Institute for Stem Cell Biology and Regenerative Medicine, Stanford University Medical Center, Stanford, CA 94305, USA.
Proc Natl Acad Sci U S A. 2013 Jul 2;110(27):11103-8. doi: 10.1073/pnas.1305569110. Epub 2013 May 20.
Mobilization of the T-cell response against cancer has the potential to achieve long-lasting cures. However, it is not known how to harness antigen-presenting cells optimally to achieve an effective antitumor T-cell response. In this study, we show that anti-CD47 antibody-mediated phagocytosis of cancer by macrophages can initiate an antitumor T-cell immune response. Using the ovalbumin model antigen system, anti-CD47 antibody-mediated phagocytosis of cancer cells by macrophages resulted in increased priming of OT-I T cells [cluster of differentiation 8-positive (CD8(+))] but decreased priming of OT-II T cells (CD4(+)). The CD4(+) T-cell response was characterized by a reduction in forkhead box P3-positive (Foxp3(+)) regulatory T cells. Macrophages following anti-CD47-mediated phagocytosis primed CD8(+) T cells to exhibit cytotoxic function in vivo. This response protected animals from tumor challenge. We conclude that anti-CD47 antibody treatment not only enables macrophage phagocytosis of cancer but also can initiate an antitumor cytotoxic T-cell immune response.

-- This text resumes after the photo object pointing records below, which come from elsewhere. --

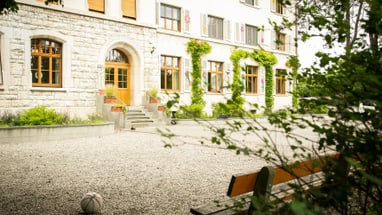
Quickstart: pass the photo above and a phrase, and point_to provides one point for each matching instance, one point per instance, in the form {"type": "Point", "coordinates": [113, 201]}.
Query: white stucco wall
{"type": "Point", "coordinates": [88, 36]}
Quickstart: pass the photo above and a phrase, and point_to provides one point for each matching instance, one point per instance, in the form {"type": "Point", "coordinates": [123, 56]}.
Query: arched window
{"type": "Point", "coordinates": [116, 56]}
{"type": "Point", "coordinates": [46, 63]}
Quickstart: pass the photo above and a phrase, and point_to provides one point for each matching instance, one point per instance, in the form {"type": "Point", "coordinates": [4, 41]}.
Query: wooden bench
{"type": "Point", "coordinates": [268, 184]}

针对癌症的 T 细胞反应的动员具有实现长期治愈的潜力。然而,目前尚不清楚如何最佳地利用抗原呈递细胞来实现有效的抗肿瘤 T 细胞反应。在这项研究中,我们表明,巨噬细胞通过抗 CD47 抗体介导的吞噬作用来吞噬癌症,可以引发抗肿瘤 T 细胞免疫反应。使用卵清蛋白模型抗原系统,巨噬细胞通过抗 CD47 抗体介导的吞噬作用吞噬癌细胞,导致 OT-I T 细胞(CD8+)的初始激活增加,但 OT-II T 细胞(CD4+)的初始激活减少。CD4+T 细胞反应的特征是叉头框 P3 阳性(Foxp3+)调节性 T 细胞减少。抗 CD47 介导的吞噬作用后的巨噬细胞将 CD8+T 细胞初始激活为体内具有细胞毒性功能。这种反应使动物免受肿瘤挑战。我们得出结论,抗 CD47 抗体治疗不仅能够使巨噬细胞吞噬癌症,还可以引发抗肿瘤细胞毒性 T 细胞免疫反应。